For me, the hot issue in the consumer credit literature right now is learning what motivates individuals to file at the TIMES that they file. So the passage of BAPCPA provides a natural experiment to see how the statute affects filing dates. There are two obvious filing trends connected with the passage of the statute. First, the “early filing” effect: a LOT of people filed before BAPCPA who otherwise would have filed later. That effect should depress filing rates after BAPCPA until that effect plays out. Second, the “deferral” effect: the provisions that make filing more costly, more bureaucratic, and more humiliating should defer filings until people are deeper in distress. That effect should depress filings initially but ultimately fade away as well.

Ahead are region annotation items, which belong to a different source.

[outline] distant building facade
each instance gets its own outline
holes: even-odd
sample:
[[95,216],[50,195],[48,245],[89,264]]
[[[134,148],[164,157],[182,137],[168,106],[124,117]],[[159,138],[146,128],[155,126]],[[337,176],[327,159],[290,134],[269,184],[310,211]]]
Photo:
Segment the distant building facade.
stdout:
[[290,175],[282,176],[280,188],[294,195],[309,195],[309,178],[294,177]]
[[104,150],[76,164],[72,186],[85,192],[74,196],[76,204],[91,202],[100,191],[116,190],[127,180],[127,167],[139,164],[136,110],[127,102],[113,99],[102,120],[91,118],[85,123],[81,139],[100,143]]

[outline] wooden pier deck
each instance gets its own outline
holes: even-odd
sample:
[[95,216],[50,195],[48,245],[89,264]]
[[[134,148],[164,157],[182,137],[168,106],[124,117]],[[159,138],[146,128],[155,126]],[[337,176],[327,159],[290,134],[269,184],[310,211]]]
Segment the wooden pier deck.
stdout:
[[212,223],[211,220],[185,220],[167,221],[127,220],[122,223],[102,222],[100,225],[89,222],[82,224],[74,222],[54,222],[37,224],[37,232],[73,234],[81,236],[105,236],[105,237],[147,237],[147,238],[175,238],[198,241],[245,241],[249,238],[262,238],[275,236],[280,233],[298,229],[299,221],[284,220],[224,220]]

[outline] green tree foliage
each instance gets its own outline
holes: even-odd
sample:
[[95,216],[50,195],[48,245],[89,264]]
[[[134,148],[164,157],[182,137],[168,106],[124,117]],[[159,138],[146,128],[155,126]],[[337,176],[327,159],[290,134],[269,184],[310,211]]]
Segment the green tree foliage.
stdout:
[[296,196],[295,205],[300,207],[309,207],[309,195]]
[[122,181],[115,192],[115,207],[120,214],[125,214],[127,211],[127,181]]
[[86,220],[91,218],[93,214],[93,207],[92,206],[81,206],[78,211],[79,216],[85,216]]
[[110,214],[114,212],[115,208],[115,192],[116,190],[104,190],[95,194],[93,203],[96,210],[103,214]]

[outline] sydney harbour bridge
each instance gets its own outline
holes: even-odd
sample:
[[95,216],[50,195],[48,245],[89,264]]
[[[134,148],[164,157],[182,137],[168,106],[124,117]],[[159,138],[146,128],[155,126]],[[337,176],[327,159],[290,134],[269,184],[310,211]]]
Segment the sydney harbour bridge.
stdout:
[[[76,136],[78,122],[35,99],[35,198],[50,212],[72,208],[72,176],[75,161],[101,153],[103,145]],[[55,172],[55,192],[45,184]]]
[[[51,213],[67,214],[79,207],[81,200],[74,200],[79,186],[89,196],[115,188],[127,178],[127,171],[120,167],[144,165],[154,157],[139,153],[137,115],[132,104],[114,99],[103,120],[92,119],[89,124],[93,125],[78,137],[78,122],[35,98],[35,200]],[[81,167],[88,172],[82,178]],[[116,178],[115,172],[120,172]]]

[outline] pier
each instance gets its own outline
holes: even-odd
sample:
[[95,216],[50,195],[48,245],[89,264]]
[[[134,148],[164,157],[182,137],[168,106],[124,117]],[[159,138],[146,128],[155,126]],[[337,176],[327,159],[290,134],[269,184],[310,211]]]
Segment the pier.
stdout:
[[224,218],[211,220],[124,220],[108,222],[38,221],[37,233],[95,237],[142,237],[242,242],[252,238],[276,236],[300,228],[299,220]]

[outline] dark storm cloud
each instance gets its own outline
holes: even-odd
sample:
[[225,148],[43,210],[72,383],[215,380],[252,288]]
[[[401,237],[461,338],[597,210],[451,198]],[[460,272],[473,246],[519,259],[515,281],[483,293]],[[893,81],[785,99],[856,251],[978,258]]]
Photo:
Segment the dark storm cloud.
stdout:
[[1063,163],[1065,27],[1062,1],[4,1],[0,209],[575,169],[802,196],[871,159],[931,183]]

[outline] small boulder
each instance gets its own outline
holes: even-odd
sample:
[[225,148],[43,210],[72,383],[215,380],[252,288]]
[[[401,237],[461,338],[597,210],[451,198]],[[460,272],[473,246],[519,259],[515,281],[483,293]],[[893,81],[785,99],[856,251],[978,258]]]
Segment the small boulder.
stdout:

What is most provocative about the data is the long period over which those effects have played out. I would not have expected pre-BAPCPA early filers to have filed a full ten months early. But if we discard that explanation, we have to think that the deferral effect operates over a similarly extended period, so that the steady upward trend in filing rates reflects the period during which the deferred filings are slowly rising to their “normal” level. If we have not yet reached that level, BAPCPA is deferring some filings more than ten months.